AIP Realty Trust is a real estate investment trust with a growing portfolio of light industrial flex facilities focused on small businesses and the trades and services sectors in the U.S. These properties appeal to a diverse range of small space users, such as contractors, skilled trades, suppliers, repair services, last-mile providers, small businesses and assembly and distribution firms. They typically offer attractive fundamentals including low tenant turnover, stable cash flow and low capex intensity, as well as significant growth opportunities. With an initial focus on the Dallas-Fort Worth market, AIP plans to roll out this innovative property offering nationally. AIP holds the exclusive rights to finance the development of and to purchase all the completed and leased properties built across North America by its development and property management partner, AllTrades Industrial Properties, Inc. For more information, please visit www.aiprealtytrust.com.

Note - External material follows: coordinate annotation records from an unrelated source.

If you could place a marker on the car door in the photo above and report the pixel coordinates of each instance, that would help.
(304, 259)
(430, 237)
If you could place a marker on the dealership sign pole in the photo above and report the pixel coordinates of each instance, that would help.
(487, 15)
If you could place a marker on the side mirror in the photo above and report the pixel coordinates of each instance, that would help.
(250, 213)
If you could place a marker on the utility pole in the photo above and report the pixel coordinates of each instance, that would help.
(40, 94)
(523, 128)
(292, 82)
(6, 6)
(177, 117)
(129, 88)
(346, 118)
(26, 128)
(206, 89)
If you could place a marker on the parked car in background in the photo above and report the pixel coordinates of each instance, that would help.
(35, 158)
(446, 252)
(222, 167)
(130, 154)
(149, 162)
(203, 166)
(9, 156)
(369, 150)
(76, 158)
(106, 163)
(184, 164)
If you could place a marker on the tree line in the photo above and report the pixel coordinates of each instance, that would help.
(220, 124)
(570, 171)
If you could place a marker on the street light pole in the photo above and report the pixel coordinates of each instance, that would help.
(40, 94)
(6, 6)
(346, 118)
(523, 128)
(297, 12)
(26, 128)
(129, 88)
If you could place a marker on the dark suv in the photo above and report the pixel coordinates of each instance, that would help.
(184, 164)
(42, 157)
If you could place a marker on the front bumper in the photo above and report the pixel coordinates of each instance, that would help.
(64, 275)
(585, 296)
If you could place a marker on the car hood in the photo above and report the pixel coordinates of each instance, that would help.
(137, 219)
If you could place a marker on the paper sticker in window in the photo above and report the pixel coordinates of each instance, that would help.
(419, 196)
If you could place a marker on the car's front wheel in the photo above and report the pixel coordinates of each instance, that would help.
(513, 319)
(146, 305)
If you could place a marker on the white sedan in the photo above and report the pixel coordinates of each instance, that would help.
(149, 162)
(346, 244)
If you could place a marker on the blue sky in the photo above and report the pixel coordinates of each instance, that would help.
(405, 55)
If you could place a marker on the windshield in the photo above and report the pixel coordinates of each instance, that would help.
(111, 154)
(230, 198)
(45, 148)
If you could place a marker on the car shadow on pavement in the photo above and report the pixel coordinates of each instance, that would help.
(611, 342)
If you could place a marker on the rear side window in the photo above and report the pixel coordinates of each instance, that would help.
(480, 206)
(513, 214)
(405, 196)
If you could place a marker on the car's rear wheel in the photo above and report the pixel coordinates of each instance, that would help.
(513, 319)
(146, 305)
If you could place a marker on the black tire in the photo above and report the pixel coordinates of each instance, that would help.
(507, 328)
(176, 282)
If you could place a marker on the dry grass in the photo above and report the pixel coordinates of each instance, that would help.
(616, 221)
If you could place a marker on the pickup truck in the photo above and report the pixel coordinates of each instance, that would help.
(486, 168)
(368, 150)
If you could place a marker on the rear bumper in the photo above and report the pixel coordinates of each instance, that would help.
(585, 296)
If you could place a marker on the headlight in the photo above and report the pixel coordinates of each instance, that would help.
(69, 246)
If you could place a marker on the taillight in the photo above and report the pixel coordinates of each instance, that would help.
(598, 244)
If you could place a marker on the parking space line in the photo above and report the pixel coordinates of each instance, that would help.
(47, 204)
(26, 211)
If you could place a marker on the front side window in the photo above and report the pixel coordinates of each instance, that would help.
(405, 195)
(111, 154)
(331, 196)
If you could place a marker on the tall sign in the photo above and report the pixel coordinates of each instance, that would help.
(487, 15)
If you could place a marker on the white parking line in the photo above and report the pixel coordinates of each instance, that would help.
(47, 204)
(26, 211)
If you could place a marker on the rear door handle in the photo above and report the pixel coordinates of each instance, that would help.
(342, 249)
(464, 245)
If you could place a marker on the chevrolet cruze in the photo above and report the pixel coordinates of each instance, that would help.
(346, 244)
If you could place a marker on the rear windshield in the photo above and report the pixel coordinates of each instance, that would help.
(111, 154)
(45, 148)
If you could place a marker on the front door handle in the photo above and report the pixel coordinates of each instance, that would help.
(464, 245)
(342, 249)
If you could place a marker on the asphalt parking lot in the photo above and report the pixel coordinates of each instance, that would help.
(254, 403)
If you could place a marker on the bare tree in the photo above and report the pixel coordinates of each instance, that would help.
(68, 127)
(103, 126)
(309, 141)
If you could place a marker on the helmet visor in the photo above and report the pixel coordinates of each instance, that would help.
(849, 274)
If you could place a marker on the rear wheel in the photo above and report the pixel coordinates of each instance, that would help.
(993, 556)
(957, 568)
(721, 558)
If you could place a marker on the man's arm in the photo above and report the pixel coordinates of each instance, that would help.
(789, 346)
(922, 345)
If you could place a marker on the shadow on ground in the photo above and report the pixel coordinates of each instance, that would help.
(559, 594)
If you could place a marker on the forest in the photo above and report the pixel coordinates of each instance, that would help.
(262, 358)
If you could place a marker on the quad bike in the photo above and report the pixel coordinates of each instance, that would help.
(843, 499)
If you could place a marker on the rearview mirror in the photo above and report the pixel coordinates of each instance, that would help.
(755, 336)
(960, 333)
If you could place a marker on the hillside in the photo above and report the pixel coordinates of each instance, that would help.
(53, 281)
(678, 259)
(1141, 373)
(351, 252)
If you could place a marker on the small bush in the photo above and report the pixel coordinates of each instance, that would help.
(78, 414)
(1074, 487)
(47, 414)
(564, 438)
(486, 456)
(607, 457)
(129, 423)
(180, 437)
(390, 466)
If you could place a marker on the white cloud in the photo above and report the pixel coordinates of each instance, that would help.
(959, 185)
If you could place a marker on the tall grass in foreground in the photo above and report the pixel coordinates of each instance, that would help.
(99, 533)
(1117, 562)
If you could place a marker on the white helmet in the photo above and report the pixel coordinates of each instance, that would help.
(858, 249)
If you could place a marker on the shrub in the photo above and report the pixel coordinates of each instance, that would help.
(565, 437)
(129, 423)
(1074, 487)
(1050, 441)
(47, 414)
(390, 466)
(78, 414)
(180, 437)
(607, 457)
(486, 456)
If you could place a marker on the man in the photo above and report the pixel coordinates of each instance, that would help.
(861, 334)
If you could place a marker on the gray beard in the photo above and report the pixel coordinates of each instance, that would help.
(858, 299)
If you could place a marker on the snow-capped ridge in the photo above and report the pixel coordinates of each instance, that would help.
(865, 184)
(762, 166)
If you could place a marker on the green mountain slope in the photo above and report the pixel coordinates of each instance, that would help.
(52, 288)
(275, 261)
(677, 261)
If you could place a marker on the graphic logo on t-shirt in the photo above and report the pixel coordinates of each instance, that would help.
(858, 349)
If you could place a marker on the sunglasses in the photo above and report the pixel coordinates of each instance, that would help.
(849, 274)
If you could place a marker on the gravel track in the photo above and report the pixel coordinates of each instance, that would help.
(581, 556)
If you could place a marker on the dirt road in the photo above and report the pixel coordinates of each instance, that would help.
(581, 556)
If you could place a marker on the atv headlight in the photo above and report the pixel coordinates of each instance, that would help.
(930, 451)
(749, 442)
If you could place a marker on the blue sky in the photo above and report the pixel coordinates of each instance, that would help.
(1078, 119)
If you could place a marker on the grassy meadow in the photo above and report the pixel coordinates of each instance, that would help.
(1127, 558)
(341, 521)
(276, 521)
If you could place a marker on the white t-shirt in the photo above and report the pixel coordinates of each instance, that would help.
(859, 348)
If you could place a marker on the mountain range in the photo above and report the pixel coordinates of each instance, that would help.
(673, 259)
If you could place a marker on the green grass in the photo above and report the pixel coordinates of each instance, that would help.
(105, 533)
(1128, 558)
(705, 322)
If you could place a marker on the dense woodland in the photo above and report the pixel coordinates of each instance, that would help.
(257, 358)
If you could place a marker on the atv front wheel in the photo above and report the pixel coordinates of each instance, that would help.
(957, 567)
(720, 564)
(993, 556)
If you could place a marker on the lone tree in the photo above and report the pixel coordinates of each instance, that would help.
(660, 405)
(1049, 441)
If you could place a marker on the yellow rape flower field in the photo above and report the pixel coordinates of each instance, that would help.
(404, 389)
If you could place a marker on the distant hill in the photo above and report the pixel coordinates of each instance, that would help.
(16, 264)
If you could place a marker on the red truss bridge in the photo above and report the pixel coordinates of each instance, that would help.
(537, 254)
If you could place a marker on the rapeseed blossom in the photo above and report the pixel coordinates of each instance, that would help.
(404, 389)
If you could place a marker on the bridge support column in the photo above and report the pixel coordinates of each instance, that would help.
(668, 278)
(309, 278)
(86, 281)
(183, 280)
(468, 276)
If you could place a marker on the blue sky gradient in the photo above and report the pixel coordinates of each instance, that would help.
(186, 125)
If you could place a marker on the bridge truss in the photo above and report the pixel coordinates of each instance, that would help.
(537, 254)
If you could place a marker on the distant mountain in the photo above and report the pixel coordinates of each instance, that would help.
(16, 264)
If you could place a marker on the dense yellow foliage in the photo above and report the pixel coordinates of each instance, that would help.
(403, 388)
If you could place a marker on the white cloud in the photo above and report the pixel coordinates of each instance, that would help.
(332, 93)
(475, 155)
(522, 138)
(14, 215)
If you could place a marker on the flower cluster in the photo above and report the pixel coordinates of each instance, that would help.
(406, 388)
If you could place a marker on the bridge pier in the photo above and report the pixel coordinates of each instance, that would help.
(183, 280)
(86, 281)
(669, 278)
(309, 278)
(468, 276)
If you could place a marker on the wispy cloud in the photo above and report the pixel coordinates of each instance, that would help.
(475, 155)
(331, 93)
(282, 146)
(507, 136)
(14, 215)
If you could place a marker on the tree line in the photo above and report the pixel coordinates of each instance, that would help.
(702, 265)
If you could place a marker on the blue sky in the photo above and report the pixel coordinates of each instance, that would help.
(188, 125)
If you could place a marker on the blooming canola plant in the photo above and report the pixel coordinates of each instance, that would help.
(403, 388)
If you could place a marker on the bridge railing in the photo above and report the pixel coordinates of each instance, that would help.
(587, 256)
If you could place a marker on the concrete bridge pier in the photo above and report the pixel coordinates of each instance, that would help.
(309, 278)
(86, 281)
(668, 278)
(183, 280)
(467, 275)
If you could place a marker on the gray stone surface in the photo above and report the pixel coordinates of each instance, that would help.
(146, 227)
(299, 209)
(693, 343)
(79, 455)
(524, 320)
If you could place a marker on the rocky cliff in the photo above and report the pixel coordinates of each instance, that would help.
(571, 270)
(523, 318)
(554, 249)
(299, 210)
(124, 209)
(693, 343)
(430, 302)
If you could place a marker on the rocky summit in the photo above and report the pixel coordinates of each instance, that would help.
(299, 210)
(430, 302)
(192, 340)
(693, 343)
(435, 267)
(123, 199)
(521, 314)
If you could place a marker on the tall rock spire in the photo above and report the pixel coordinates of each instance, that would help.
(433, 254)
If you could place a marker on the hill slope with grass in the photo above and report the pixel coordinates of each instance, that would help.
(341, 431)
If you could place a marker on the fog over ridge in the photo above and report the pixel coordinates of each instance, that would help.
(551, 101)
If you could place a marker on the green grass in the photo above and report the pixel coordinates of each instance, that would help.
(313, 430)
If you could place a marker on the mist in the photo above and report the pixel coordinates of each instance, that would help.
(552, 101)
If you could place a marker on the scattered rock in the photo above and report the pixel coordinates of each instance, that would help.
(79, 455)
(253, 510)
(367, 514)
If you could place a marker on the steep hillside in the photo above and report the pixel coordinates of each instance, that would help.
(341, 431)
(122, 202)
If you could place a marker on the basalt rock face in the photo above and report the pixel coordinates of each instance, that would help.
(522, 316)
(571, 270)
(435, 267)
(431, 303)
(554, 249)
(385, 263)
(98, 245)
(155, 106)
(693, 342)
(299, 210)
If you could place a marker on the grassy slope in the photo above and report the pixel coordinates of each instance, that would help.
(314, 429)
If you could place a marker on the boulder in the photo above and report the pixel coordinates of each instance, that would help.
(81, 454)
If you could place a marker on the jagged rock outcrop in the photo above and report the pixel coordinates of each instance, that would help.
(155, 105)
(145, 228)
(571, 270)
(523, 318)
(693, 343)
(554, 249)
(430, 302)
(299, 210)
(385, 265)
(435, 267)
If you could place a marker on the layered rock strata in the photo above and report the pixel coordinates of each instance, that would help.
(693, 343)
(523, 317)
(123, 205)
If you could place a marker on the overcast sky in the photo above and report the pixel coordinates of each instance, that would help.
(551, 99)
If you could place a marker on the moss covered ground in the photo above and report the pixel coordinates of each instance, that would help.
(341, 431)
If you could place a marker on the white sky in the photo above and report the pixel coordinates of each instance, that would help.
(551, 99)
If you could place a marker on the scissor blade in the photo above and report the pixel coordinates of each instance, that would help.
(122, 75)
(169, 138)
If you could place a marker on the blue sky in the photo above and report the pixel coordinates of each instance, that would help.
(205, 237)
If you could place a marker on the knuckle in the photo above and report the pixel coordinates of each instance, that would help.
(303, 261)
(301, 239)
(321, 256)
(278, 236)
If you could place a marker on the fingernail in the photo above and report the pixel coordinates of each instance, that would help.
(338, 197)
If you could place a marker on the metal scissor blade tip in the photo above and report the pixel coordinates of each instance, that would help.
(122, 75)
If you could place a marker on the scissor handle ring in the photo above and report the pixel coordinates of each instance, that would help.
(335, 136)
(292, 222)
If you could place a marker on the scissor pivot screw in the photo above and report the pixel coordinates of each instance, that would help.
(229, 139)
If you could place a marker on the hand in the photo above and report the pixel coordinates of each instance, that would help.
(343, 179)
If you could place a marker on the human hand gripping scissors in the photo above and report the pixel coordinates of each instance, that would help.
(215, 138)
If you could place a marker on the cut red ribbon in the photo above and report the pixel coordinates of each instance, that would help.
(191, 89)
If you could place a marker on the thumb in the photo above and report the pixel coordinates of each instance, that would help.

For further information from the Trust, contact:Leslie WulfExecutive Chairman(214) 679-5263les.wulf@aiprealtytrust.com

Or

Greg VorwallerChief Executive Officer(778) 918-8262Greg.vorwaller@aiprealtytrust.com 

Cautionary Statement on Forward-Looking Information

This press release contains statements which constitute “forward-looking information” within the meaning of applicable securities laws, including statements regarding the plans, intentions, beliefs and current expectations of the Trust with respect to future business activities and operating performance. Forward-looking information is often identified by the words “may”, “would”, “could”, “should”, “will”, “intend”, “plan”, “anticipate”, “believe”, “estimate”, “expect” or similar expressions and includes information regarding the terms, proposed timing and completion of the Offering, the use of proceeds and the filing of the final prospectus; general and local economic and business conditions; the ability of the Trust to raise equity and other factors or information. When or if used in this press release, the words “anticipate”, “believe”, “estimate”, “expect”, “target”, “plan”, “forecast”, “may”, “schedule” and similar words or expressions identify forward-looking statements or information. Such statements represent the Trust’s current views with respect to future events and are necessarily based upon a number of assumptions and estimates that, while considered reasonable by the Trust, are inherently subject to significant business, economic, competitive, political and social risks, contingencies and uncertainties. Many factors, both known and unknown, could cause results, performance or achievements to be materially different from the results, performance or achievements that are or may be expressed or implied by such forward- looking statements. The Trust does not intend, and do not assume any obligation, to update these forward-looking statements or information to reflect changes in assumptions or changes in circumstances or any other events affecting such statements and information other than as required by applicable laws, rules and regulations.

Neither the Exchange nor its Regulation Services Provider (as that term is defined in the policies of the Exchange) accepts responsibility for the adequacy or accuracy of this release.

The securities offered have not been, and will not be, registered under the U.S. Securities Act of 1933, as amended (the “U.S. Securities Act”) or any U.S. state securities laws, and may not be offered or sold in the United States or to, or for the account or benefit of, U.S. persons absent registration or any applicable exemption from the registration requirements of the U.S. Securities Act and applicable U.S. state securities laws. This press release shall not constitute an offer to sell or the solicitation of an offer to buy securities in the United States, nor shall there be any sale of these securities in any jurisdiction in which such offer, solicitation or sale would be unlawful.